Nel momento in cui il Viminale ha ridotto da 35 a circa 21 euro lordi pro capite la spesa per l’accoglienza di ciascun migrante al giorno ha di fatto tagliato dai capitolati di gara le spese sostenute nella gestione di percorsi di accoglienza in cui erano impegnati educatori, insegnanti di italiano e mediatori”.

“Per ridurre i costi non si può – chiarisce Francesca – penalizzare la qualità dell’accoglienza e generare rischi per le comunità: gli ospiti sono per lo più ragazzi, maschi, tutti giovani, che devono imparare a occuparsi di se stessi e della casa, conoscere il territorio e essere guidati nella ricerca di un’occupazione.
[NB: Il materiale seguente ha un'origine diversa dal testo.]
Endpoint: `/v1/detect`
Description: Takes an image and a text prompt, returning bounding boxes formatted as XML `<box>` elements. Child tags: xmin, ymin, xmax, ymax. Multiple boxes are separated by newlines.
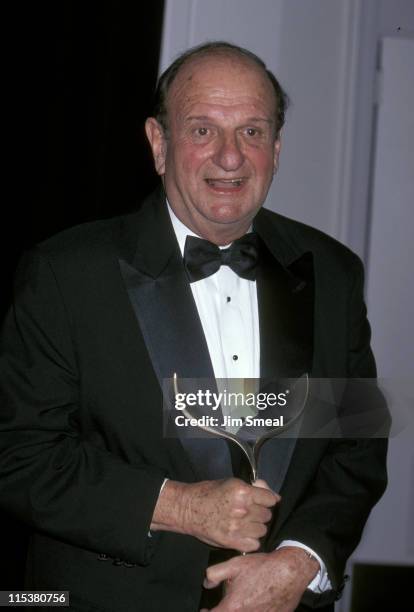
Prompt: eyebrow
<box><xmin>185</xmin><ymin>115</ymin><xmax>274</xmax><ymax>125</ymax></box>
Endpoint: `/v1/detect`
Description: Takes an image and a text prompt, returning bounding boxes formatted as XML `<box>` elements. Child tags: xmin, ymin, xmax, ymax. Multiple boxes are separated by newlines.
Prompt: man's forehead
<box><xmin>168</xmin><ymin>54</ymin><xmax>274</xmax><ymax>116</ymax></box>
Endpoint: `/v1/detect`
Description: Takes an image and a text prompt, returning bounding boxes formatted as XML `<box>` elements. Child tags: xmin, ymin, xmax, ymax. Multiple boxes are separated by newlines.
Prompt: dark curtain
<box><xmin>0</xmin><ymin>0</ymin><xmax>164</xmax><ymax>589</ymax></box>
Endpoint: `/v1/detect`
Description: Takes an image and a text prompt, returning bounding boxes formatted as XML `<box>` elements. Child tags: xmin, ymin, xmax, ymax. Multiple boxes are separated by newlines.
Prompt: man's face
<box><xmin>146</xmin><ymin>57</ymin><xmax>280</xmax><ymax>244</ymax></box>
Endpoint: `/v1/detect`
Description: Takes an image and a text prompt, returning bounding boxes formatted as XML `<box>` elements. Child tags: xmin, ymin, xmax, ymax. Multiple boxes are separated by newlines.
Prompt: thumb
<box><xmin>203</xmin><ymin>559</ymin><xmax>238</xmax><ymax>589</ymax></box>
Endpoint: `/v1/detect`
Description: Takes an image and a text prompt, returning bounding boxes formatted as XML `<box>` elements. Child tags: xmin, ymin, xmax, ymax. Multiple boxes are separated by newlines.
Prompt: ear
<box><xmin>145</xmin><ymin>117</ymin><xmax>167</xmax><ymax>176</ymax></box>
<box><xmin>273</xmin><ymin>132</ymin><xmax>282</xmax><ymax>174</ymax></box>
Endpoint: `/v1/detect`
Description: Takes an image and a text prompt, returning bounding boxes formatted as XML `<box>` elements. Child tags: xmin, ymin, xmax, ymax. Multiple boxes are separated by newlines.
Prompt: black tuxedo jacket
<box><xmin>0</xmin><ymin>192</ymin><xmax>386</xmax><ymax>612</ymax></box>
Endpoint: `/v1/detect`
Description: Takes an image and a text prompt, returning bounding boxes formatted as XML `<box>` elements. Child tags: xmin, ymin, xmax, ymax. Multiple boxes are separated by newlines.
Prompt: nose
<box><xmin>213</xmin><ymin>134</ymin><xmax>244</xmax><ymax>172</ymax></box>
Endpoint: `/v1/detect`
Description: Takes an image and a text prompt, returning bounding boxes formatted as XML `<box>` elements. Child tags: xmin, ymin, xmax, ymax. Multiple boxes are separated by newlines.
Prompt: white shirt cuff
<box><xmin>276</xmin><ymin>540</ymin><xmax>332</xmax><ymax>593</ymax></box>
<box><xmin>148</xmin><ymin>478</ymin><xmax>168</xmax><ymax>538</ymax></box>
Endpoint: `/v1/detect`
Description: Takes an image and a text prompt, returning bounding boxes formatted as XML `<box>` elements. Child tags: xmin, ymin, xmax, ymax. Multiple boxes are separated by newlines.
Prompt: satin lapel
<box><xmin>252</xmin><ymin>215</ymin><xmax>314</xmax><ymax>491</ymax></box>
<box><xmin>119</xmin><ymin>194</ymin><xmax>232</xmax><ymax>479</ymax></box>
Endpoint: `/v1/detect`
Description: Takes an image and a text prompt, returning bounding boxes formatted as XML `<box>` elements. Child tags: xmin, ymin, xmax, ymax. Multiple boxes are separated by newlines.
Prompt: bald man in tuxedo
<box><xmin>0</xmin><ymin>43</ymin><xmax>386</xmax><ymax>612</ymax></box>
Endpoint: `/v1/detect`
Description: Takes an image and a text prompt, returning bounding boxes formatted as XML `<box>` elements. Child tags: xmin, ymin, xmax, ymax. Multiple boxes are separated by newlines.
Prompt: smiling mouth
<box><xmin>204</xmin><ymin>177</ymin><xmax>247</xmax><ymax>190</ymax></box>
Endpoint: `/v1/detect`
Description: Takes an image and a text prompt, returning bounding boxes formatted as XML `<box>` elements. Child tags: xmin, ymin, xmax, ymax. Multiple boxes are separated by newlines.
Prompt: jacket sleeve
<box><xmin>276</xmin><ymin>259</ymin><xmax>387</xmax><ymax>603</ymax></box>
<box><xmin>0</xmin><ymin>250</ymin><xmax>165</xmax><ymax>564</ymax></box>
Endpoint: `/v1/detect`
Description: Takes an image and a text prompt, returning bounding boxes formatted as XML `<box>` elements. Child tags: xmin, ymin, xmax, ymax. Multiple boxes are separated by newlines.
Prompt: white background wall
<box><xmin>161</xmin><ymin>0</ymin><xmax>414</xmax><ymax>611</ymax></box>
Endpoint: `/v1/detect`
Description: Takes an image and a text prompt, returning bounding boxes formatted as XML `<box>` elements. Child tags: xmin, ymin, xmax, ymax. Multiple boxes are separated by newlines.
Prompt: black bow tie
<box><xmin>184</xmin><ymin>234</ymin><xmax>259</xmax><ymax>283</ymax></box>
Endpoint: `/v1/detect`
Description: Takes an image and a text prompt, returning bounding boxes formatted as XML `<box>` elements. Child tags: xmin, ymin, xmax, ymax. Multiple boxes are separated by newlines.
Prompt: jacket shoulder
<box><xmin>263</xmin><ymin>209</ymin><xmax>362</xmax><ymax>270</ymax></box>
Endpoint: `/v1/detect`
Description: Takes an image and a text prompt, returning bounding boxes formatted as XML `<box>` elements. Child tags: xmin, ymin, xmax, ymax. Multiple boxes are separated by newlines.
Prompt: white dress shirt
<box><xmin>168</xmin><ymin>205</ymin><xmax>331</xmax><ymax>593</ymax></box>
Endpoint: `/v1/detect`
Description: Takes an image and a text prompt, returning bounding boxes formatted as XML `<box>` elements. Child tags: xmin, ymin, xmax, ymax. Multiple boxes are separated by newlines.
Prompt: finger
<box><xmin>246</xmin><ymin>504</ymin><xmax>273</xmax><ymax>523</ymax></box>
<box><xmin>253</xmin><ymin>485</ymin><xmax>281</xmax><ymax>508</ymax></box>
<box><xmin>203</xmin><ymin>559</ymin><xmax>236</xmax><ymax>589</ymax></box>
<box><xmin>252</xmin><ymin>478</ymin><xmax>272</xmax><ymax>491</ymax></box>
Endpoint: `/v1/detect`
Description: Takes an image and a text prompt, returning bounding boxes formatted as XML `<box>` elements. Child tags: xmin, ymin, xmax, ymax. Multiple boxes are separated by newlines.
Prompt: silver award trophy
<box><xmin>173</xmin><ymin>373</ymin><xmax>309</xmax><ymax>484</ymax></box>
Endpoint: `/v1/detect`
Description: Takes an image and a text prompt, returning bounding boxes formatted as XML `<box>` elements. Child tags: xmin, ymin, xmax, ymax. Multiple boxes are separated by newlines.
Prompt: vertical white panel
<box><xmin>341</xmin><ymin>38</ymin><xmax>414</xmax><ymax>611</ymax></box>
<box><xmin>367</xmin><ymin>38</ymin><xmax>414</xmax><ymax>377</ymax></box>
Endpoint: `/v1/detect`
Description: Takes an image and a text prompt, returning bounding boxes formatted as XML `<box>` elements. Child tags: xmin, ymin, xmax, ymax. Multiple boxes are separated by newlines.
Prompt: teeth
<box><xmin>207</xmin><ymin>179</ymin><xmax>243</xmax><ymax>187</ymax></box>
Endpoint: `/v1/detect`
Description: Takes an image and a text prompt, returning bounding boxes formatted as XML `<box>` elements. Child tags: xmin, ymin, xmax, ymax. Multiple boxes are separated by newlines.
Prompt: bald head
<box><xmin>154</xmin><ymin>41</ymin><xmax>288</xmax><ymax>136</ymax></box>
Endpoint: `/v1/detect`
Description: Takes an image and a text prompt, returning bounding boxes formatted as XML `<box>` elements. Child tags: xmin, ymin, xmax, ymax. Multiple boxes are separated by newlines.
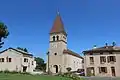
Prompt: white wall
<box><xmin>64</xmin><ymin>54</ymin><xmax>83</xmax><ymax>72</ymax></box>
<box><xmin>0</xmin><ymin>49</ymin><xmax>36</xmax><ymax>72</ymax></box>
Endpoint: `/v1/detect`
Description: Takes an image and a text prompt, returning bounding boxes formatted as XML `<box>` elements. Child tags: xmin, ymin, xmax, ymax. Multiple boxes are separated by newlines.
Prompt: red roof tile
<box><xmin>50</xmin><ymin>14</ymin><xmax>66</xmax><ymax>33</ymax></box>
<box><xmin>63</xmin><ymin>49</ymin><xmax>83</xmax><ymax>59</ymax></box>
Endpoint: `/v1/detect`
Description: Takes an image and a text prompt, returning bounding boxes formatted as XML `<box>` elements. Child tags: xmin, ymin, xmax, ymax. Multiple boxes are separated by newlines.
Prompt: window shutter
<box><xmin>105</xmin><ymin>67</ymin><xmax>107</xmax><ymax>73</ymax></box>
<box><xmin>104</xmin><ymin>57</ymin><xmax>106</xmax><ymax>62</ymax></box>
<box><xmin>99</xmin><ymin>67</ymin><xmax>101</xmax><ymax>73</ymax></box>
<box><xmin>114</xmin><ymin>56</ymin><xmax>116</xmax><ymax>62</ymax></box>
<box><xmin>107</xmin><ymin>56</ymin><xmax>110</xmax><ymax>63</ymax></box>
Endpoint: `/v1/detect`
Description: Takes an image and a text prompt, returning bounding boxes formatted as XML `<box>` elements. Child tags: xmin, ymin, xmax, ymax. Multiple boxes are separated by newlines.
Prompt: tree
<box><xmin>66</xmin><ymin>67</ymin><xmax>72</xmax><ymax>72</ymax></box>
<box><xmin>0</xmin><ymin>22</ymin><xmax>9</xmax><ymax>48</ymax></box>
<box><xmin>35</xmin><ymin>57</ymin><xmax>46</xmax><ymax>71</ymax></box>
<box><xmin>17</xmin><ymin>47</ymin><xmax>28</xmax><ymax>52</ymax></box>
Alcuni arrivano analfabeti e parlano solo dialetti orali sconosciuti. Lo scambio è stato sempre una grande ricchezza per tutti”.

“Lo Stato si riserva di gestire i flussi migratori attraverso le Prefetture, espressione dello Stato nei territori, ma sarebbe più opportuno affidarsi alle amministrazioni pubbliche locali” osserva il presidente de Il Mantello Andrea Maccari per il quale, “nonostante tutto, non è troppo tardi. Quindici, venti anni fa è mancata all’Italia una forte convinzione sull’integrazione e non si sono fissate le condizioni irrinunciabili per poter rimanere sul suolo nazionale: conoscenza della lingua italiana, educazione civica e compartecipazione. Oggi c’è chi erige pericolosi muri. I flussi di persone che si muovono non cesseranno mai, ma l’Italia è ancora lontana da serie politiche di integrazione”.